図15の写真においては、格子縞が左側の全体写真のいくつかの樹枝状部にわたって一様に広がっている。矢印で示されているように、ドメイン境界がはっきり観察できるので、個々のPtナノ粒子は単結晶性ではない。また、図15中の詳細写真によれば、結晶の格子間距離(d spacing)が0.23nmであり、また二面角(dihedral angle)が約70度であるので、この結晶格子縞はPtの(111)面に対応することがわかる。
また、250℃で2hrという加熱を施しても、その前後において形状の変化が生じない高い熱安定を有する点においても、結晶体であり凝集体ではないことが明らかである。
なお、熱安定性を保証するには、Ptナノ粒子の場合にはその直径が7nm以上とするのが望ましい。
また、図5のXRDパターンからは、得られたナノ粒子はPt元素のみからなる単元素結晶体であることが明らかである。
単金属元素のナノ粒子の比表面積が大きいことは、他の複合物などにくらべ、その表面機能を確実かつ容易に発現させることを意味する。
また、その比表面積は、粒子径にもよるが、40m2/g以上(好ましくは、55m2/g以上)とすることに成功したものである。
本発明の金属ナノ粒子は、生成原料である金属塩類の溶液に前記金属塩類を構成する金属元素表面と前記溶液との界面を活性する界面活性剤を混合した混合液に、前記金属塩類を還元する還元剤を混合し、前記金属塩類を還元して金属ナノ粒子を液中にて生成した。
このことにより、得られた金属ナノ粒子の直径のバラツキは標準偏差で2nm以内、変動係数で12%以内のものも得られるようになった。
本発明の製造法により、上記金属ナノ粒子を容易に調製することができる。金属がPtの例では、還元剤を加えてから、下記実施例に示すように約10分間で本発明の金属ナノ粒子を合成でき、また金属(白金)収率も100%を達成でき、貴重な資源を無駄にしない。還元剤の量を制御することで、均一な粒子径を実現でき、金属ナノ粒子が水又は水系媒体に完全に分散した分散液としても得ることができる。
【0009】
また、金属塩類の溶液として予めエージングさせたものを用いることで、金属塩類が溶媒に十分溶解して、より還元が容易な化学組成に変化するので、本発明では、エージングは、収率を向上するうえで好ましい手段である。
【0010】
下記実施例では、白金の塩類を例示したが、溶媒中にて還元できる金属塩類、特に白金(Pt)と同種の金属元素である金(Au)又はパラジウム(Pd)の金属塩類を生成原料として用いることで、下記実施例と同様なデンドリック形状を有する金ナノ粒子又はPdナノ粒子が生成できる。

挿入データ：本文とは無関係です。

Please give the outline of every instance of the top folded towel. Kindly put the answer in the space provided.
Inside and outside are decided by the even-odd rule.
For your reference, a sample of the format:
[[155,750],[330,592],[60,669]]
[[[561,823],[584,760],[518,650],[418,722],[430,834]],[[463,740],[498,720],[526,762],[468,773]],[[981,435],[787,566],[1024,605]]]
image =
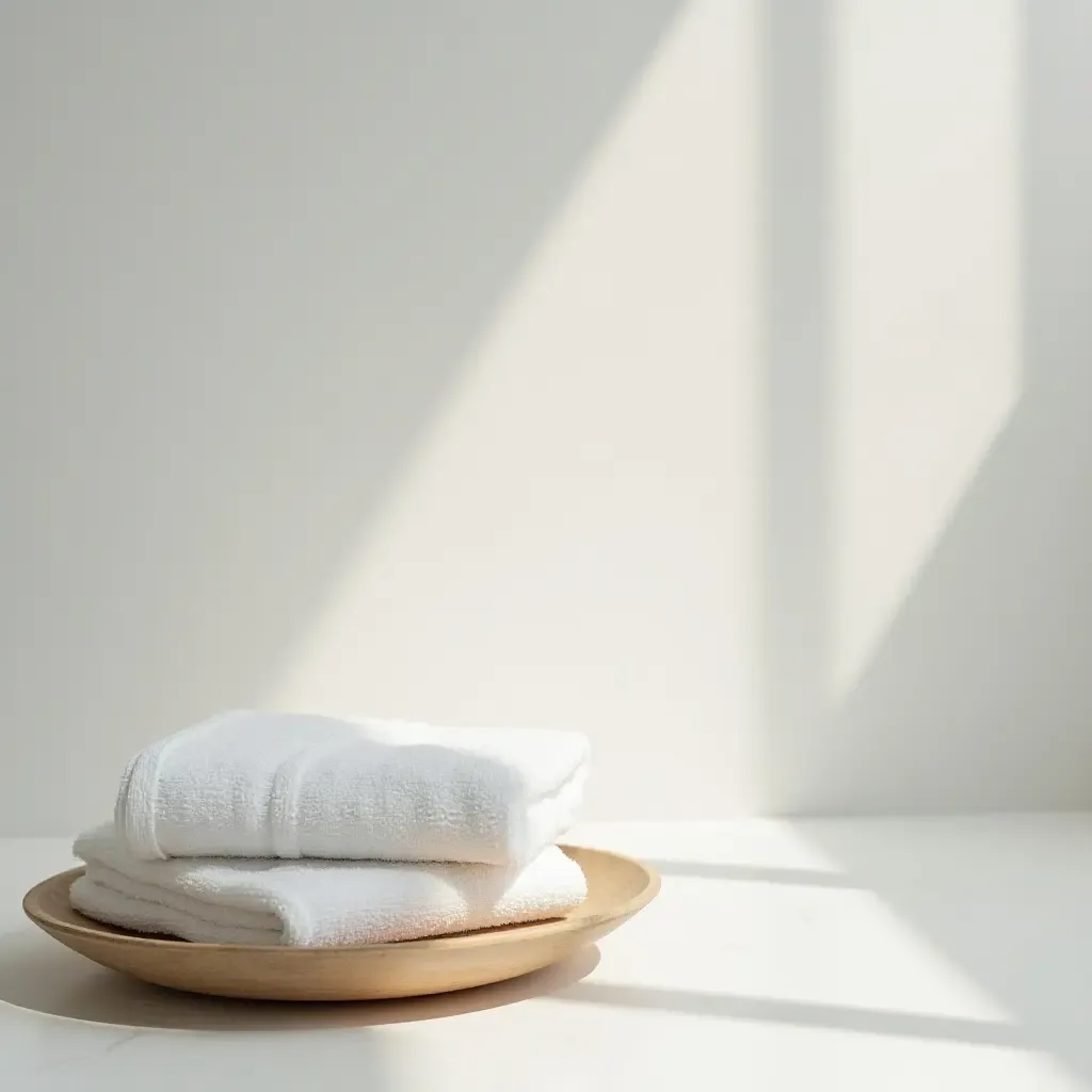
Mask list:
[[587,739],[236,711],[136,755],[115,807],[134,856],[522,865],[572,824]]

さらに、当該金属塩類が水に容易に溶解する塩類を選択することで、溶媒として利用が容易な水又は水系の溶媒を用いることができるので好ましい。
なお、白金(Pt)の水に容易に溶解する塩類としては、塩化白金(IV)・6水塩、塩化白金(IV)・無水塩、塩化白金(IV)カリウム、塩化白金(II)カリウム、塩化白金(IV)ナトリウム・6水塩等を挙げることができ、中でも、塩化白金(II)カリウム〔すなわち、K2PtCl4〕が好ましい。金(Au)では、Gold(III) chloride acid tetrahydrate、Gold(I) potassium cyanide、Gold(III) sodium chloride dehydrate等を挙げることができ、パラジウム(Pd)では、Palladium(II) potassium chloride、Palladium(II) sodium chloride、Palladium(II) nitrate、Palladium(II) nitrate dihydrate、Palladium(II) acetate、Palladium(II) acetylacetonate、Palladium(II) ammonium chloride、Palladium(II) chloride等を挙げることができる。
【0011】
前記金属塩類の溶液に混合する界面活性剤としては、生成された金属ナノ粒子と溶液を構成する溶媒との界面を活性化するものであれば良い。当該界面活性剤の作用により、生成された金属ナノ粒子の凝集を抑制することができるものと考えられる。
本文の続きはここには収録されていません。